Hello All,
I've been working on designing a tool to facilitate both developers
and operations staff working with slony replicated databases. I think
that the problem described below is a general problem for people
working with systems that are both in production and under on-going
development / maintenance. As a result I would like to both solicit
the input of the community and share the results. Documentation (which
is still somewhat drafty) follows.
Thank you for your time,
Andrew Hammond
Current Approach
A common problem in the database world is handling revisions to the
database that go with revisions in the software running against this
database. Currently our method is to include upgrade.sql and
downgrade.sql scripts with each software release.
Problem Statement
This will fail when we start using slony since we need to handle DML
differently from DDL and DCL. We also need a way to apply slonik
scripts. Ordering matters in the application of these scripts.

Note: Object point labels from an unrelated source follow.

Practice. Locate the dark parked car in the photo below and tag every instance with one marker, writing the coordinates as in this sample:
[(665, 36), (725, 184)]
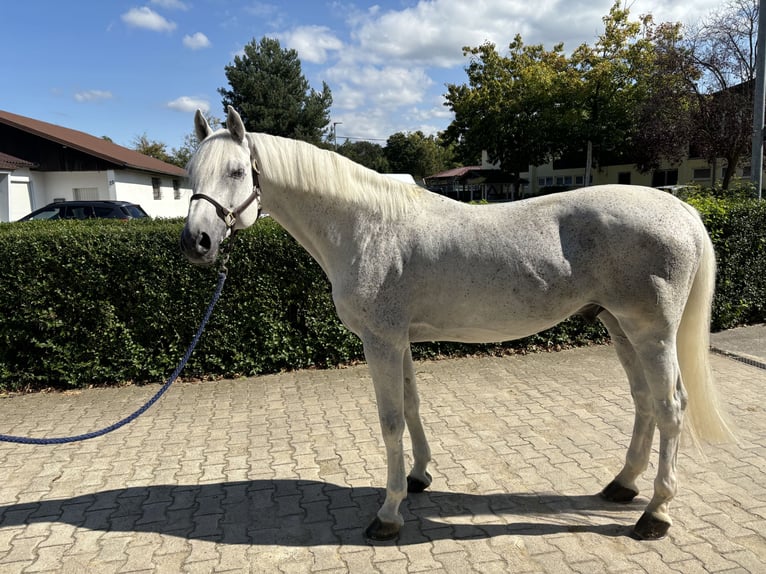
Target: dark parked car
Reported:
[(87, 210)]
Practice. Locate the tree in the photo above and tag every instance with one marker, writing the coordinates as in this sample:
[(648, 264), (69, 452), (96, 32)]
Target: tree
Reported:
[(613, 76), (665, 116), (417, 154), (366, 153), (268, 89), (724, 48), (152, 148), (515, 107)]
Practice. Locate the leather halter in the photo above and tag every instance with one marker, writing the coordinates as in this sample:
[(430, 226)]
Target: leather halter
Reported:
[(230, 216)]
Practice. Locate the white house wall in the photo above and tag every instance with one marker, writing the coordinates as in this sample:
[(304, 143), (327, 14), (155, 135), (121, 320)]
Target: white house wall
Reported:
[(60, 185), (136, 187), (24, 190)]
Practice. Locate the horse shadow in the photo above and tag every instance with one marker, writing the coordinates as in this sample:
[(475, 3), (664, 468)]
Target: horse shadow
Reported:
[(308, 513)]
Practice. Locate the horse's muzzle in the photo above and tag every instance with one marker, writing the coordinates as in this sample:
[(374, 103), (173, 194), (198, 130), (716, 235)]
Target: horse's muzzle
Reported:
[(198, 247)]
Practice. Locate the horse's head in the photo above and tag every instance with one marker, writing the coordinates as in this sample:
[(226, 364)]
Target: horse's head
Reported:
[(225, 196)]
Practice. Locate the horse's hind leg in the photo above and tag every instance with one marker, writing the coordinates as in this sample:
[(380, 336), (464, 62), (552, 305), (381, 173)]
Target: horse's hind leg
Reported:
[(419, 479), (623, 488), (663, 374)]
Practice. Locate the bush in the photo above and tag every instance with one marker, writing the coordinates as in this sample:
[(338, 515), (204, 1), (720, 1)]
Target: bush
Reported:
[(103, 302), (737, 225)]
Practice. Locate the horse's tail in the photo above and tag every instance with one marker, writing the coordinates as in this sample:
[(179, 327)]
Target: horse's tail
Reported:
[(705, 417)]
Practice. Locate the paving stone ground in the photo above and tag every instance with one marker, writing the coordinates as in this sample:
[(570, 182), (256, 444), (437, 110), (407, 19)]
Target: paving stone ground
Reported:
[(282, 473)]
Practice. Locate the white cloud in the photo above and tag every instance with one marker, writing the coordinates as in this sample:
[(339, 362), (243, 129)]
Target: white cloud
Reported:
[(312, 43), (148, 19), (93, 95), (189, 104), (196, 41), (170, 4)]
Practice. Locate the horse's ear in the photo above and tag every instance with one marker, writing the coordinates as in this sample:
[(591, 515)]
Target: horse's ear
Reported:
[(235, 126), (201, 127)]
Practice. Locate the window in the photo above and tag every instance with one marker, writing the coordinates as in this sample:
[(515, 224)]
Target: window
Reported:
[(662, 177), (623, 177), (85, 193)]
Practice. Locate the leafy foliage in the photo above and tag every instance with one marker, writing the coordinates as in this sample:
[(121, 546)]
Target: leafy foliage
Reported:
[(417, 154), (268, 89), (366, 153), (737, 224), (104, 302)]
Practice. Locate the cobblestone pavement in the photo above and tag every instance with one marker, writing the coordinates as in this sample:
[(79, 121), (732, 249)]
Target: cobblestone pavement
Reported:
[(283, 473)]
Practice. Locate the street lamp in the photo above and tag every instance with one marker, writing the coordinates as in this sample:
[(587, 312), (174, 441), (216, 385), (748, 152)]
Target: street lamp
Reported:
[(335, 133)]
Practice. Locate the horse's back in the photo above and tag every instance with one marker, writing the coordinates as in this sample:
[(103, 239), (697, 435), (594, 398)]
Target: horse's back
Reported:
[(482, 273)]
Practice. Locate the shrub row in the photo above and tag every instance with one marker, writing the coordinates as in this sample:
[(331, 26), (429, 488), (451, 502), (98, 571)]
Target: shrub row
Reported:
[(105, 302)]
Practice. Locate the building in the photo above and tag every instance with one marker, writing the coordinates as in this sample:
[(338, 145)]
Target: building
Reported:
[(41, 163)]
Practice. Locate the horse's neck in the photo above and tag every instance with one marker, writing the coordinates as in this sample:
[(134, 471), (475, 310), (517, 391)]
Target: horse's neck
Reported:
[(317, 218)]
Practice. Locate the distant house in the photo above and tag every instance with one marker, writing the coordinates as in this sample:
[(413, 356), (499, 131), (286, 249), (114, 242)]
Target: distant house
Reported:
[(473, 183), (41, 163)]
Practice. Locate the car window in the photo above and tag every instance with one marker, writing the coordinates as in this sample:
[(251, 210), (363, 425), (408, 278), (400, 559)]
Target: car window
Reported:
[(135, 211), (107, 212), (51, 213), (79, 212)]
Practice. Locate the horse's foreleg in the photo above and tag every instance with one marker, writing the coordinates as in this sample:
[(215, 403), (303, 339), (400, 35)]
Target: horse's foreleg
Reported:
[(385, 363), (623, 488), (419, 479), (669, 399)]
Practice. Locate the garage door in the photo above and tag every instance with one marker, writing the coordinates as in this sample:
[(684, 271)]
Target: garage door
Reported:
[(21, 199)]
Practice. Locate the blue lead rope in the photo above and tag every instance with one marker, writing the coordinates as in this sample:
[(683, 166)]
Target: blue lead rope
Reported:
[(149, 403)]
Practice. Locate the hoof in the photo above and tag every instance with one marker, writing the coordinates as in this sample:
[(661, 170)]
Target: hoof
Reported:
[(380, 531), (650, 527), (416, 485), (615, 492)]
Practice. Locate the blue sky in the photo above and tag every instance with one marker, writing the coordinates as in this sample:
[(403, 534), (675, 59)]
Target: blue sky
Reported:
[(125, 68)]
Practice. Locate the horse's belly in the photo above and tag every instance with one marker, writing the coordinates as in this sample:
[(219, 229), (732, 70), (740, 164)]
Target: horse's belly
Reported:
[(488, 333)]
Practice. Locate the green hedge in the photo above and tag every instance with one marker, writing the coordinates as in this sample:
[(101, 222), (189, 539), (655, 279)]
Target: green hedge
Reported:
[(737, 225), (106, 302)]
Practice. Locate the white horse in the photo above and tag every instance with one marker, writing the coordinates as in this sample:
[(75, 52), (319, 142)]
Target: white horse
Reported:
[(407, 265)]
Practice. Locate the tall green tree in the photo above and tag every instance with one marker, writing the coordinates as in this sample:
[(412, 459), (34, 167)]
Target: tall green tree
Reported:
[(664, 122), (180, 156), (152, 148), (613, 85), (514, 106), (417, 154), (724, 48), (268, 89)]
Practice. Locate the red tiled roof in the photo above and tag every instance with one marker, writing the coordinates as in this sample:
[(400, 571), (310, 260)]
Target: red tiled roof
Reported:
[(86, 143), (455, 172), (10, 162)]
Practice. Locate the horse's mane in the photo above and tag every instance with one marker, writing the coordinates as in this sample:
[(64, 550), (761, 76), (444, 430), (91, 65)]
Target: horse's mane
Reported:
[(295, 164)]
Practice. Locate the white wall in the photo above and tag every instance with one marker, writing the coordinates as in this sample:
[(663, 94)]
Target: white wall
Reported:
[(137, 187), (23, 191)]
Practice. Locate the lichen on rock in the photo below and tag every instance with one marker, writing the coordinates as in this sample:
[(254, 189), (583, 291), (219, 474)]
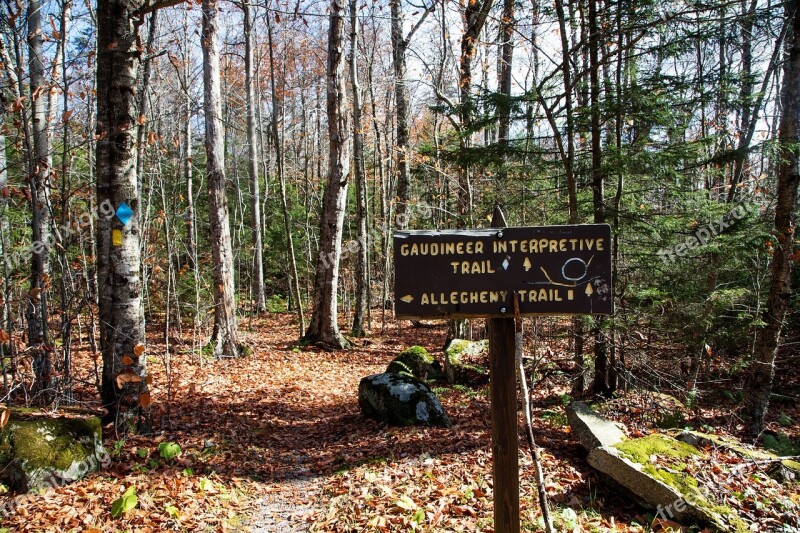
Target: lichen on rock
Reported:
[(400, 399), (417, 362), (459, 366), (37, 451)]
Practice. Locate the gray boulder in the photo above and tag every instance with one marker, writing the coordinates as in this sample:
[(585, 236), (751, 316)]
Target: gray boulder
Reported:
[(400, 400), (591, 429), (459, 362), (39, 451)]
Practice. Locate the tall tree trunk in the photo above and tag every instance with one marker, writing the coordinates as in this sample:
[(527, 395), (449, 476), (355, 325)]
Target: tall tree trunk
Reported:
[(188, 171), (399, 44), (36, 312), (294, 281), (5, 310), (252, 164), (324, 328), (362, 279), (601, 385), (475, 15), (225, 337), (507, 24), (758, 386), (122, 333)]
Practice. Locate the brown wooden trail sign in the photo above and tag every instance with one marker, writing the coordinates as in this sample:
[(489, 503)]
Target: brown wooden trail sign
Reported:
[(550, 270), (554, 270)]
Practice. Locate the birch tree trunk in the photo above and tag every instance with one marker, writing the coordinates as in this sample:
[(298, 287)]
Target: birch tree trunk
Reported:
[(252, 164), (225, 337), (362, 303), (294, 281), (122, 332), (601, 373), (39, 184), (758, 385), (324, 328), (399, 44)]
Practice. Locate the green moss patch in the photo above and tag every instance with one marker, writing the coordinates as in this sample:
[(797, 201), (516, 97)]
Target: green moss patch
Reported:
[(39, 451), (664, 459), (641, 450), (417, 362)]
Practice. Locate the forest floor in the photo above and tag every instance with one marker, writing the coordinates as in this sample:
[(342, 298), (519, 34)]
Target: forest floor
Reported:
[(275, 442)]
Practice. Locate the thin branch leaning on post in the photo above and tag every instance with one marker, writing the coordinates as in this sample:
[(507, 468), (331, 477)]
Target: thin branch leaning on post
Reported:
[(540, 487)]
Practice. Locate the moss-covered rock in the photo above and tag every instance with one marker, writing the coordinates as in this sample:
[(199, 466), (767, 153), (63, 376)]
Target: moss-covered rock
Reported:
[(461, 362), (42, 451), (655, 469), (698, 438), (400, 399), (417, 362)]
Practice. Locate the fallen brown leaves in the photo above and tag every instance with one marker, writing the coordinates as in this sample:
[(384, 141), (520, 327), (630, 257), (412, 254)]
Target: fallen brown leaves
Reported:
[(277, 438)]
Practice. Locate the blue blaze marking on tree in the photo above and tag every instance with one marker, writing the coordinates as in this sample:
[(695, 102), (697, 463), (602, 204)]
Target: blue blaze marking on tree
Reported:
[(124, 213)]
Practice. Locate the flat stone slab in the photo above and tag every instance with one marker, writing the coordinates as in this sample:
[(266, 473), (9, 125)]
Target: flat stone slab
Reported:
[(649, 490), (591, 429)]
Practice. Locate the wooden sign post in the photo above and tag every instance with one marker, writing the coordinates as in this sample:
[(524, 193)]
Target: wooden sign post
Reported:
[(551, 270), (503, 392)]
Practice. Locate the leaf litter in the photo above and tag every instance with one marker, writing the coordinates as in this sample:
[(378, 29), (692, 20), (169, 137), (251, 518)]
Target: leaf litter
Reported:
[(276, 442)]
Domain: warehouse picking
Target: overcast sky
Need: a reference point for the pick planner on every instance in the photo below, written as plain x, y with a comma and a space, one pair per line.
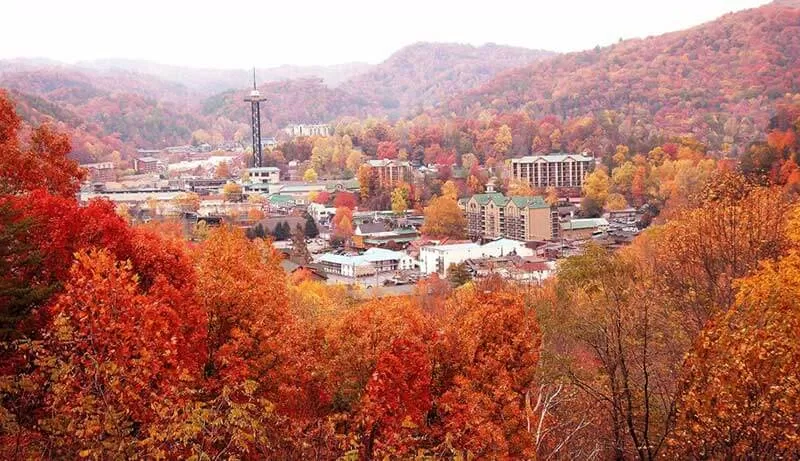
240, 33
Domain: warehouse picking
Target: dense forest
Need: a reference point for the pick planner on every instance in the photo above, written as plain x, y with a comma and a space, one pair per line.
718, 83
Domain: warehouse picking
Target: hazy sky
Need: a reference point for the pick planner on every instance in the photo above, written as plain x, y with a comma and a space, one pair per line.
239, 33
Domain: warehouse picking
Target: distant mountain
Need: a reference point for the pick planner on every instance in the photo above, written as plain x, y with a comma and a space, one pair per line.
718, 81
306, 100
104, 111
425, 74
417, 76
211, 81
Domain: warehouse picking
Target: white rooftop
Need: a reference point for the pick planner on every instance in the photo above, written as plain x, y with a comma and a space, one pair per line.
553, 158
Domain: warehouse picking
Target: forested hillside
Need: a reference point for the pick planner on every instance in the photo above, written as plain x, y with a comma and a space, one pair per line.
425, 74
717, 81
211, 81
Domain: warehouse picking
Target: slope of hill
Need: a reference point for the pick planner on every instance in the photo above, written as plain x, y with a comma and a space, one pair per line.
717, 81
289, 101
425, 74
211, 81
105, 111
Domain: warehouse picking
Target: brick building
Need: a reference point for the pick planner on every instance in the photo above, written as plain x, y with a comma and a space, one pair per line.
557, 170
100, 172
389, 172
493, 215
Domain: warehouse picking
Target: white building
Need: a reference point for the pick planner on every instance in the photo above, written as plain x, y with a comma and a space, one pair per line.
438, 258
374, 260
557, 170
264, 175
320, 212
319, 129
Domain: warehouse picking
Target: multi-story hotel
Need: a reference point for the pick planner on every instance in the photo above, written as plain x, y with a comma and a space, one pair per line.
557, 170
389, 172
493, 215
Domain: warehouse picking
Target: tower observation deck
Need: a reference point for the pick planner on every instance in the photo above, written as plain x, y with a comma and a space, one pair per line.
255, 99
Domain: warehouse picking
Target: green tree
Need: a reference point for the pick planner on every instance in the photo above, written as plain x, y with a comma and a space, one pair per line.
311, 229
300, 251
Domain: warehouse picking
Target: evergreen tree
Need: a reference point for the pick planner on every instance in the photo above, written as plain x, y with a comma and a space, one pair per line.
300, 253
282, 231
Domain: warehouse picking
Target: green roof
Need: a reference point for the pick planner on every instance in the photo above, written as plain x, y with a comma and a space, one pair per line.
530, 202
587, 223
496, 197
347, 184
277, 199
501, 200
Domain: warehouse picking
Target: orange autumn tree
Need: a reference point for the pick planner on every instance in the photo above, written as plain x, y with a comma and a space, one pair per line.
112, 347
443, 218
493, 339
242, 407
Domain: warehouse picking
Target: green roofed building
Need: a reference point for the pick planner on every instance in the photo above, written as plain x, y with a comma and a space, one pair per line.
493, 215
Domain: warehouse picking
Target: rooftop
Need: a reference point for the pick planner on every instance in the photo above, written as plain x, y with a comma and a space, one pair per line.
587, 223
387, 162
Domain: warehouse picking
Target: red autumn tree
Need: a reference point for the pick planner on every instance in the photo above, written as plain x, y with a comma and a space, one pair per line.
42, 165
110, 349
398, 397
345, 199
495, 340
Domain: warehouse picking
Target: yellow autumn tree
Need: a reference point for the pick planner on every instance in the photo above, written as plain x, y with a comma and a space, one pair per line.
449, 189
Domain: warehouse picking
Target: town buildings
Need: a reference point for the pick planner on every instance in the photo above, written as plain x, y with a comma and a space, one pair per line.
438, 258
493, 215
389, 171
557, 170
579, 229
372, 234
319, 129
100, 172
374, 260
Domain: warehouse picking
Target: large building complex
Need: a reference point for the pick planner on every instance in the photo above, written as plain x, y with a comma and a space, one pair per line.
439, 258
557, 170
319, 129
264, 175
493, 215
100, 172
390, 172
374, 260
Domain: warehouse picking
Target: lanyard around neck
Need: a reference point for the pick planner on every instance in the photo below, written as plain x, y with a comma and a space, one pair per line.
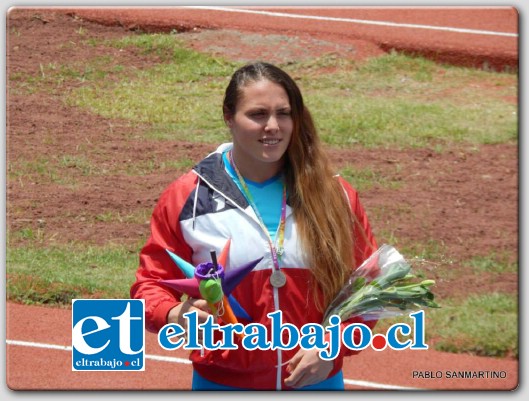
276, 252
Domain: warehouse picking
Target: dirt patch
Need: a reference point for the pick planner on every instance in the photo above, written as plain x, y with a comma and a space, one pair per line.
464, 200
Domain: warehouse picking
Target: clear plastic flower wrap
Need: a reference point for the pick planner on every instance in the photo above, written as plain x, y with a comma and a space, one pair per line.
381, 287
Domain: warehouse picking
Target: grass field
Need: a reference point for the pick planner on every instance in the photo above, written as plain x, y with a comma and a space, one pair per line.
390, 102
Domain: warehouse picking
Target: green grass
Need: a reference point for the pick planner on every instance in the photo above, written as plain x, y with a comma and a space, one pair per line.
484, 324
389, 101
393, 100
57, 274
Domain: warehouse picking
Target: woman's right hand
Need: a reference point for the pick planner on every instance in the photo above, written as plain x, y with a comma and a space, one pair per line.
176, 315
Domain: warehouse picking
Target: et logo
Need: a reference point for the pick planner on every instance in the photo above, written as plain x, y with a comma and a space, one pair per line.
108, 334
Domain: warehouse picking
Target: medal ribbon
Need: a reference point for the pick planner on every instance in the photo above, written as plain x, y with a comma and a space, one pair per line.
276, 252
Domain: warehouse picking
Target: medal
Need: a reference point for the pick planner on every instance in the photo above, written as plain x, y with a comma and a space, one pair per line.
278, 279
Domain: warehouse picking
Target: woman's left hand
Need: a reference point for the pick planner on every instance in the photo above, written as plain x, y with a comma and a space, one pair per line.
307, 368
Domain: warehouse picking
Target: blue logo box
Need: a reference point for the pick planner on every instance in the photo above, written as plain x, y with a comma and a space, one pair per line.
108, 335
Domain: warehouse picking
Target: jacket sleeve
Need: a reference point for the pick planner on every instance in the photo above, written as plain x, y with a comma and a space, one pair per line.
155, 264
365, 245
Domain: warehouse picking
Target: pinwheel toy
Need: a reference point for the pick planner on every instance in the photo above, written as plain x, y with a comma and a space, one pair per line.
211, 282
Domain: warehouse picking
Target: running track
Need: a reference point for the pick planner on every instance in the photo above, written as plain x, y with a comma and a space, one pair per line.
39, 339
474, 37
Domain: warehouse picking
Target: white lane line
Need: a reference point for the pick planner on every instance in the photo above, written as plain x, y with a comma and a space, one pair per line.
361, 383
356, 21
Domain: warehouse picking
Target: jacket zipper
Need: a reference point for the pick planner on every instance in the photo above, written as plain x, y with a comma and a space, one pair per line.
275, 290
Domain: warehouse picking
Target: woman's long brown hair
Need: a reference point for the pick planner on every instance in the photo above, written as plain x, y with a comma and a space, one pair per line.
320, 207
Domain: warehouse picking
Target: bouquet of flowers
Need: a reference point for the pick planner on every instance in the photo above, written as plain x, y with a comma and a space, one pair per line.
381, 287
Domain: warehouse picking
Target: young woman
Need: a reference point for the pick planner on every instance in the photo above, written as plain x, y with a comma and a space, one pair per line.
272, 192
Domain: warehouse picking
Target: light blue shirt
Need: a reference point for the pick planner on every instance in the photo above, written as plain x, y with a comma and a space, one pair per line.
267, 196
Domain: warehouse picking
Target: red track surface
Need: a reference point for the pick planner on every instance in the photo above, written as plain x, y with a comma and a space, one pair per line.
468, 49
29, 367
32, 367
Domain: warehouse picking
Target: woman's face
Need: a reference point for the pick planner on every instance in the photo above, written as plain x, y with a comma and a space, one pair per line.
261, 128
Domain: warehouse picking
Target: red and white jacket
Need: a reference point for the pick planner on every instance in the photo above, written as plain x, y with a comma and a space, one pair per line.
198, 213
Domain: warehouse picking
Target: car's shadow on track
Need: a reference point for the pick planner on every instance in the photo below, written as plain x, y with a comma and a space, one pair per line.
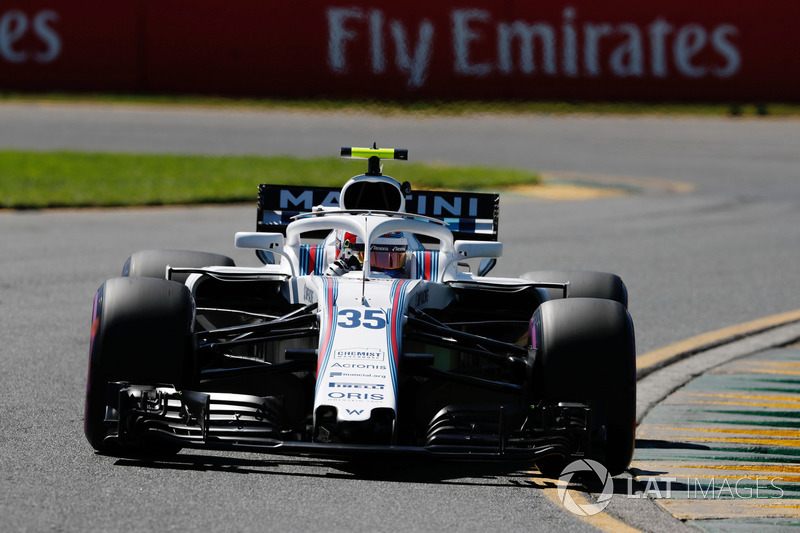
427, 472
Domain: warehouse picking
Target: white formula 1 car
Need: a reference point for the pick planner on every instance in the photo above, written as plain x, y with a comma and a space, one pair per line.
372, 328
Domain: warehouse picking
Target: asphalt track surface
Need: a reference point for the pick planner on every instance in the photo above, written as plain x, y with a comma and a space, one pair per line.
724, 253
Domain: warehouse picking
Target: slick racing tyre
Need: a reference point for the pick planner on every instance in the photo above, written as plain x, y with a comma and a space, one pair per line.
153, 263
142, 334
583, 284
585, 352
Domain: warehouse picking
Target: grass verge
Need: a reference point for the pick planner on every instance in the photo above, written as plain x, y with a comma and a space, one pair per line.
34, 180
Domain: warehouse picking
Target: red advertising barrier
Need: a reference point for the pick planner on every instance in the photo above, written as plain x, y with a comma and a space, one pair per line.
580, 49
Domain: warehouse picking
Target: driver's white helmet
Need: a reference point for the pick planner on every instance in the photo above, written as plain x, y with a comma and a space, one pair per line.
387, 254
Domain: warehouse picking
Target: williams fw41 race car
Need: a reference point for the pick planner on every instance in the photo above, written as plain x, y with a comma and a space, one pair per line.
372, 329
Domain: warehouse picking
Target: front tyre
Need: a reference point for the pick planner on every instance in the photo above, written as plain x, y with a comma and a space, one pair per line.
141, 333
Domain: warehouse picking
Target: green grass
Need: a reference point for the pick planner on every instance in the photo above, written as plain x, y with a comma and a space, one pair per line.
32, 180
424, 108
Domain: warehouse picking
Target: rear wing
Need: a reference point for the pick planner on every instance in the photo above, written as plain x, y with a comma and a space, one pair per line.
469, 215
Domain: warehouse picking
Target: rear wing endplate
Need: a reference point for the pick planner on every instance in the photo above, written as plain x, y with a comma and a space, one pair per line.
469, 215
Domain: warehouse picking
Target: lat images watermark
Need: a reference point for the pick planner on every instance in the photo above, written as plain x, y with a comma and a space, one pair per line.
656, 487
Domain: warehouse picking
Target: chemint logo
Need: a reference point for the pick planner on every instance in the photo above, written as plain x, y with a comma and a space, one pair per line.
565, 497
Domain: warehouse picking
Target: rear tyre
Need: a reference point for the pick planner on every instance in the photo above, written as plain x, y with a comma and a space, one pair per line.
585, 352
153, 263
583, 284
141, 333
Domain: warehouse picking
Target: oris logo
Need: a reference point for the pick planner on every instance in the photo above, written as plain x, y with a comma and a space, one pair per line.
26, 38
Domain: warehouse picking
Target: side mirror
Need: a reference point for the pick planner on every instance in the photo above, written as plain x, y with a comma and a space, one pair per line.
487, 264
469, 249
260, 241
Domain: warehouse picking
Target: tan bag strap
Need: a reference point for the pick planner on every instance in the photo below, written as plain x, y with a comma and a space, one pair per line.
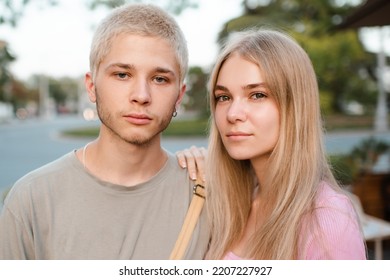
189, 222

After talking about it for a while, we agreed that developers want a
way to apply their updates without stepping on each other's toes while
in the process of developing and testing their work.
Design
Interface
updatemydatabase -f target [-y] [--force-upgrade | --force-downgrade]
[-U pguser] [-h pghost] [-p pgport] [-d pgdatabase] [--cluster
clustername]
-f
Optional Defaults to the current working directory. Specifies the
target intended to be upgraded to. This may be either the full or
relative path. This may be either a directory or a file.
-y
Optional If set, assume yes to all questions. This is intended for
use when running the program in tool mode.
-U -h -p -d
Optional As for psql and other PostgreSQL command line utilities.
--cluster
Optional Defaults to the database name. Specifies the name of the
slony cluster to work with. This should have a one-letter short form
that conforms with other similar tools. Gotta figure out what those
are though...
Since we will be using a python connector which is based on libqp,
we will auto-magically respect the standard postgres environment
variables including the .pgpass file for handling passwords.
Limitations
* We are not trying to deal with databases with more than one
slony replication cluster in them.
* We are not going to deal with the case where various sets have
different origins.
* We assume that this is run off the same machine that is
currently running the slons. We can connect to every database in the
cluster.
* Aside from generating the slonik preamble, we are not going to
try and auto-generate slonik scripts that do anything more complicated
than EXECUTE SCRIPT. At least not initially. Maybe we can get more
clever later?
* We will not try to be clever about detecting changes to files.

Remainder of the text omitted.